Nationwide, sales of existing, single-family homes dipped 3 percent
in July to a seasonally adjusted rate of 5.17 million units, and
the median sale price declined almost 1 percent. This follows on
the heels of a 0.6 percent decline in June, which makes two consecutive
months of retraction, Zumpano said. While housing activity
tends to fluctuate from month to month, this is the first two-month
decline since October of 2000. On the other hand, the sale of new
single-family homes rose in July to a seasonally adjusted rate of
950,000, a 5 percent increase over June, he said.
We noted in earlier housing reports that the health of the
housing sector is heavily dependent on employment, as changes in
employment also impact directly both incomes and consumer expectations,
which also drive the housing market. Remarkably, the national housing
market has remained robust despite growing layoff and rising unemployment.
In fact, there is evidence to suggest that it has been the
very strength of the housing market with the accompanying growth
in home values that have helped shore up consumer spending, the
engine that largely drives our economy. It has been this same growth
in real estate equity that has supported the growth in consumer
debt through home-equity loans.
Low mortgage rates have also helped as refinancing has put
a lot more money into the economy. The growth in home-equity related
debt, much of which is sub-par, is, however, a double-edged sword.
If property values begin to fall and unemployment continues to rise
this could precipitate a major credit crunch, which would have a
serious and depressing impact on consumer spending, Zumpano
said.
Zumpano said the employment situation worsened again in June (the
last month for which data is available) with a loss of 42,000 non-farm
jobs. He said Challenger, Gray, and Christmas, an employment firm,
reported that through August, total job cuts climbed to 1.12 million.
Gross domestic product, the broadest measure of economic activity,
grew at a very low 0.2 percent in the second quarter of 2001, the
weakest it has been since the first quarter of 1993 according to
the Commerce Department, Zumpano said. Accordingly,
consumer confidence fell in both July and August, moving from 118.9
in June, to 116.3 in July and finally to 114.3 in August.
Although Alabamas economy is not immune to the economic changes
taking place at the national level, so far employment has remained
strong in many of the state's larger metro areas, such as Huntsville,
Birmingham, Anniston, and Tuscaloosa. It is not coincidental
that these are some of the same locations where new manufacturing
plants are now in operation, under construction, or expanding. As
a result, the housing markets remains strong in these locations,
Zumpano said. However, if the economy continues to contract,
Alabama housing markets will eventually soften.

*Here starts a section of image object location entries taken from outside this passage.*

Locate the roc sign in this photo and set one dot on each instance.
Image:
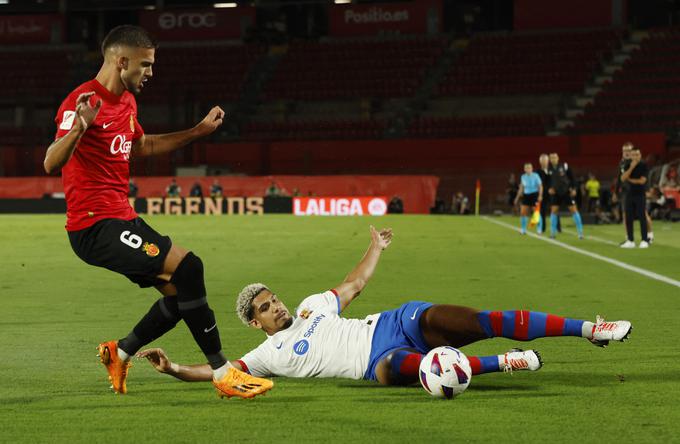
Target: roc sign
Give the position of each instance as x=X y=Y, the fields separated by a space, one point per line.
x=340 y=206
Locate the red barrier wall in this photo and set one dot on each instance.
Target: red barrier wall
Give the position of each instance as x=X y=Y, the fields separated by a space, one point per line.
x=417 y=192
x=458 y=162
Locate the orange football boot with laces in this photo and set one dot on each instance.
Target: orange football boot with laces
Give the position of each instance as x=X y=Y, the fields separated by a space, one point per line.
x=116 y=367
x=241 y=384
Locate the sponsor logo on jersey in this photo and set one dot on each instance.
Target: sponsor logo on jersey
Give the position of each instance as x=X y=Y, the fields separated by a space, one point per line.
x=67 y=120
x=301 y=347
x=120 y=145
x=151 y=249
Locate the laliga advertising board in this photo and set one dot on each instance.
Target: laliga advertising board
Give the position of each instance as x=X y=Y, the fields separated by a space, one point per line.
x=340 y=206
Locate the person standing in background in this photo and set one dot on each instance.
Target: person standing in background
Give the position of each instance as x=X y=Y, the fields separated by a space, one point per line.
x=592 y=188
x=543 y=173
x=530 y=191
x=636 y=175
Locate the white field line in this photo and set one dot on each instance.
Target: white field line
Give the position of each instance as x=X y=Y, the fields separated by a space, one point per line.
x=625 y=266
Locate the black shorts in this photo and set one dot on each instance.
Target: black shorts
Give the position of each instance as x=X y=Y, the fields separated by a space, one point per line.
x=129 y=247
x=530 y=199
x=558 y=200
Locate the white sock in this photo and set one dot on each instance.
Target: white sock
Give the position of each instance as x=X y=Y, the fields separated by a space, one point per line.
x=587 y=329
x=219 y=373
x=122 y=355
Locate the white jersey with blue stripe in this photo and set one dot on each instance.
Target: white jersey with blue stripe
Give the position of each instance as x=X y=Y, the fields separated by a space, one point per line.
x=319 y=343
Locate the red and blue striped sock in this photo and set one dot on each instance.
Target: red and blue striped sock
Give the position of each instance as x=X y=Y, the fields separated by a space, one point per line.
x=524 y=325
x=484 y=364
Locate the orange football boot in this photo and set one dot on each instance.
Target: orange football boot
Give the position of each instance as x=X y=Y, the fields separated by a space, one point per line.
x=241 y=384
x=117 y=368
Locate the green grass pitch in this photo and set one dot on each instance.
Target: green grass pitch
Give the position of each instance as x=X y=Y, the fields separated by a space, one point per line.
x=55 y=309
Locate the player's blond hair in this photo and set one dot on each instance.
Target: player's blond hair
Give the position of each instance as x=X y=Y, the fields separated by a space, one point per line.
x=244 y=302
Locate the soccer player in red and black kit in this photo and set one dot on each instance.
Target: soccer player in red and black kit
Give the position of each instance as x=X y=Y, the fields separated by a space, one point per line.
x=97 y=134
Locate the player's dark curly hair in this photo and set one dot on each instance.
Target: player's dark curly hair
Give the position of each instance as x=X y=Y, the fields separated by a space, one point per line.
x=129 y=35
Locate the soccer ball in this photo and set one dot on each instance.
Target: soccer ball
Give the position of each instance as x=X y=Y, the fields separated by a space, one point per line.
x=445 y=372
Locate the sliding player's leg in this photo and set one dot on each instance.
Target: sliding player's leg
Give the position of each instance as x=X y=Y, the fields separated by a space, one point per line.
x=401 y=366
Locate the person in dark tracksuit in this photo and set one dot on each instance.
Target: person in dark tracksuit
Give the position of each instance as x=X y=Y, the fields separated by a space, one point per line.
x=635 y=200
x=542 y=172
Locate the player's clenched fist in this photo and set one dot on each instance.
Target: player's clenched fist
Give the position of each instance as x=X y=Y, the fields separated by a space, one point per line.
x=212 y=120
x=86 y=113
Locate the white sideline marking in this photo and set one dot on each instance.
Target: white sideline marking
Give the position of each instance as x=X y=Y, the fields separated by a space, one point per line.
x=595 y=238
x=625 y=266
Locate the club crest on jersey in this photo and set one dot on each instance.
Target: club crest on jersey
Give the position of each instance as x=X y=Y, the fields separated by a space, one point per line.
x=151 y=249
x=304 y=314
x=67 y=120
x=121 y=145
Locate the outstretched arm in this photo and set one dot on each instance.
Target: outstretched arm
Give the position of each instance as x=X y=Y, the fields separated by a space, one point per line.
x=155 y=144
x=61 y=150
x=189 y=373
x=359 y=277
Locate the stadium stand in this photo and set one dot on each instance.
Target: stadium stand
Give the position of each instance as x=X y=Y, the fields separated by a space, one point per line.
x=354 y=68
x=512 y=84
x=205 y=72
x=642 y=95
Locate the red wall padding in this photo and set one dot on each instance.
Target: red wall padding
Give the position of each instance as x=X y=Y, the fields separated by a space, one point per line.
x=417 y=192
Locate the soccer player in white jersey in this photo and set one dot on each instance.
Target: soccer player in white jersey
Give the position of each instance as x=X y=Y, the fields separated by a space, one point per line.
x=386 y=347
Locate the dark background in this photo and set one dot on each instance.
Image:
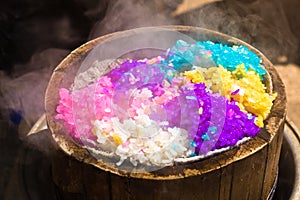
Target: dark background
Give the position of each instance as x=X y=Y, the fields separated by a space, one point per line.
x=36 y=35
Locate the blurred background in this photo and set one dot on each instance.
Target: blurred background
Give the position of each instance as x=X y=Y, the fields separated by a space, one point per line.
x=36 y=35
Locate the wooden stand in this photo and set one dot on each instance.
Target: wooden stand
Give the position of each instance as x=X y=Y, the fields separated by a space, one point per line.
x=245 y=172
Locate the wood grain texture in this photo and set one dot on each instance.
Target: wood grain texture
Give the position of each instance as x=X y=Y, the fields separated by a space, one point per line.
x=244 y=172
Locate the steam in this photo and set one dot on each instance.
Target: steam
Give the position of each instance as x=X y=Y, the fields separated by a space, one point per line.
x=25 y=93
x=260 y=23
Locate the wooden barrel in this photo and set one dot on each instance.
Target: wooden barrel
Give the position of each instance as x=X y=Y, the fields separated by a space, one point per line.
x=248 y=171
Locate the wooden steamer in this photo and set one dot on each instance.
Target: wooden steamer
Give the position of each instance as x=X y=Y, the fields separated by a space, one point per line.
x=248 y=171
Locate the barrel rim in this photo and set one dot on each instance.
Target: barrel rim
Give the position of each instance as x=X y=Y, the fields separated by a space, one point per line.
x=272 y=123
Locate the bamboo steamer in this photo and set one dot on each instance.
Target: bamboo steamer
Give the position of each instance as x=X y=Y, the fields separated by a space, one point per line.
x=248 y=171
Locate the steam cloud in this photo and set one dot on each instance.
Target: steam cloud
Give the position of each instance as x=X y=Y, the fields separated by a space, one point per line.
x=260 y=23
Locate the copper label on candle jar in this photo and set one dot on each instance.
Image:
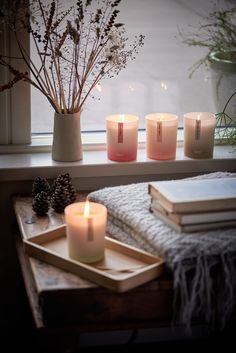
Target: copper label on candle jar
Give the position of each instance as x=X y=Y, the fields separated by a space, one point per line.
x=198 y=129
x=159 y=131
x=120 y=132
x=90 y=229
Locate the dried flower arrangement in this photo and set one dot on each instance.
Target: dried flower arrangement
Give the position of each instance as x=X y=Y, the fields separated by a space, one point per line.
x=216 y=33
x=76 y=47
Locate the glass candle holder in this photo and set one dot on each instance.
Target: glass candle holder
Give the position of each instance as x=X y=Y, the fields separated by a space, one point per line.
x=199 y=130
x=85 y=230
x=161 y=130
x=122 y=137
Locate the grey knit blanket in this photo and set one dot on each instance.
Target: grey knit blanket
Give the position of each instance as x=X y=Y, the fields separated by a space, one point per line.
x=201 y=254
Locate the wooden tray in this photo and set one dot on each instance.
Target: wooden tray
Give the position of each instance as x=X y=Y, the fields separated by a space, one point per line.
x=123 y=267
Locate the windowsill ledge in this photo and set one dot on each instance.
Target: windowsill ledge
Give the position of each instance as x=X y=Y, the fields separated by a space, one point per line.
x=96 y=165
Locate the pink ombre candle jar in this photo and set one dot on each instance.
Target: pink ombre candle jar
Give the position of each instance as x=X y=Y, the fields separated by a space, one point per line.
x=122 y=137
x=161 y=130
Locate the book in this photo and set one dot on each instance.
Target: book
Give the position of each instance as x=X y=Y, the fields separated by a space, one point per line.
x=198 y=217
x=194 y=227
x=189 y=196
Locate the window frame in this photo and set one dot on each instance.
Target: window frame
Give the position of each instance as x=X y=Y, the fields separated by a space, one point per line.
x=15 y=120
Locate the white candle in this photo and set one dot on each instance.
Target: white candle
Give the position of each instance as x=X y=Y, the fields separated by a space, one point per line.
x=122 y=137
x=199 y=129
x=161 y=129
x=85 y=229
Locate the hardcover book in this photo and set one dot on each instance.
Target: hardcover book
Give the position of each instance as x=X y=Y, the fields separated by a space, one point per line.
x=194 y=227
x=198 y=217
x=189 y=196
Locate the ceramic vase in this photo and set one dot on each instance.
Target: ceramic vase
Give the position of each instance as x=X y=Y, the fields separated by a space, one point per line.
x=67 y=146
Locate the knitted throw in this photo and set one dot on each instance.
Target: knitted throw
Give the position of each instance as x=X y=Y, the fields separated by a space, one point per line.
x=204 y=253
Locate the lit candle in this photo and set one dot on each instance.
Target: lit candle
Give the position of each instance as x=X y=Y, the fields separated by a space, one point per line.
x=122 y=137
x=161 y=129
x=199 y=129
x=85 y=229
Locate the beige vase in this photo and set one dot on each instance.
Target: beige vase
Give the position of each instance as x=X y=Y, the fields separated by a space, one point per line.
x=67 y=146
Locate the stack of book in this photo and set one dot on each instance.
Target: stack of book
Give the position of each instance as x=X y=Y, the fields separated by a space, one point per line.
x=194 y=205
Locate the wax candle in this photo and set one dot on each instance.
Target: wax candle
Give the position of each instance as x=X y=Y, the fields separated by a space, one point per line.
x=85 y=229
x=199 y=128
x=122 y=137
x=161 y=130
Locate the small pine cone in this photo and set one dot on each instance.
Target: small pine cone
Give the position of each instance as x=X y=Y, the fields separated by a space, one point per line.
x=65 y=181
x=41 y=203
x=40 y=184
x=60 y=199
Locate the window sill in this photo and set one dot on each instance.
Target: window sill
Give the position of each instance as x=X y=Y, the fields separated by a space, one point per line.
x=95 y=170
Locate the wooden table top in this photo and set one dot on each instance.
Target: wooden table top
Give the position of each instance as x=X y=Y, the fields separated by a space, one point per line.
x=59 y=298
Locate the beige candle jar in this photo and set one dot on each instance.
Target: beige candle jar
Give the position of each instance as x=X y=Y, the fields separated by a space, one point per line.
x=122 y=137
x=199 y=130
x=161 y=131
x=86 y=232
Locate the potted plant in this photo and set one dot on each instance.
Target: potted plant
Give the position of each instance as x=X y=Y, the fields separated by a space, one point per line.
x=76 y=47
x=217 y=34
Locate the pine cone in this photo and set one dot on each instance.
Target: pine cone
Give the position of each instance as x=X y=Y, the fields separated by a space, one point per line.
x=40 y=184
x=41 y=203
x=60 y=199
x=65 y=181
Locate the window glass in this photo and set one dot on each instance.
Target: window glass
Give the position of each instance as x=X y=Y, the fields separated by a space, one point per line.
x=157 y=80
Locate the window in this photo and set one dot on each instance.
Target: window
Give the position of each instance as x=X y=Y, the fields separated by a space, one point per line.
x=158 y=80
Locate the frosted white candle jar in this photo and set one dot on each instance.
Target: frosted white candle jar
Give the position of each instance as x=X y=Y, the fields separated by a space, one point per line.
x=199 y=130
x=161 y=131
x=122 y=137
x=85 y=229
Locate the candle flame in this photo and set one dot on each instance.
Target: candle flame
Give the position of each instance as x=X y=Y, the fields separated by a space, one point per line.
x=86 y=209
x=99 y=87
x=122 y=116
x=164 y=86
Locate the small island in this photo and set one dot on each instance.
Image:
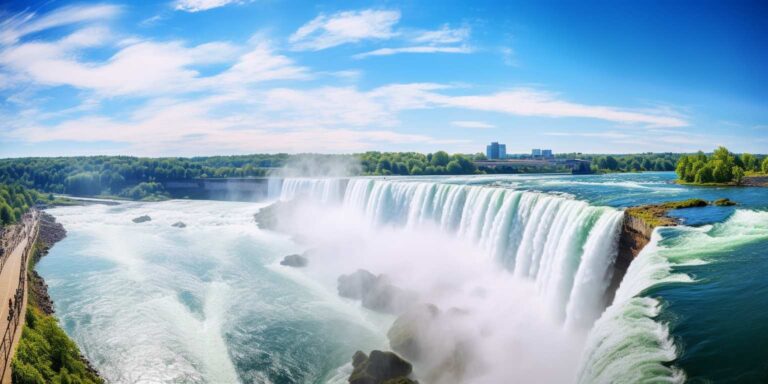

On the positive side, the Federal Reserve has signaled that it
will continue to lower interest rates if the economy continues its
slide and the U.S. manufacturing sector is beginning to show some
promising signs of recovery, according to Zumpano. If this
is in fact the case, Alabamas housing market may still end
the year near record levels, he said.
EDITORS NOTE: The in-state housing statistics reported here
refer only to existing home sales and are obtained from data provided
by local area associations of Realtors. Consequently, these numbers
do not include new home sales, or for-sale-by-owner transactions,
and hence, are reflective of basic housing market trends and not
indicative of all the monthly housing market transactions that take
place within the state.
The Alabama Real Estate Research and Education Center, located
in the Culverhouse College of Commerce and Business Administration
at The University of Alabama, is a state of the art comprehensive
research facility designed to support Alabamas real estate
community and the states overall economic development efforts.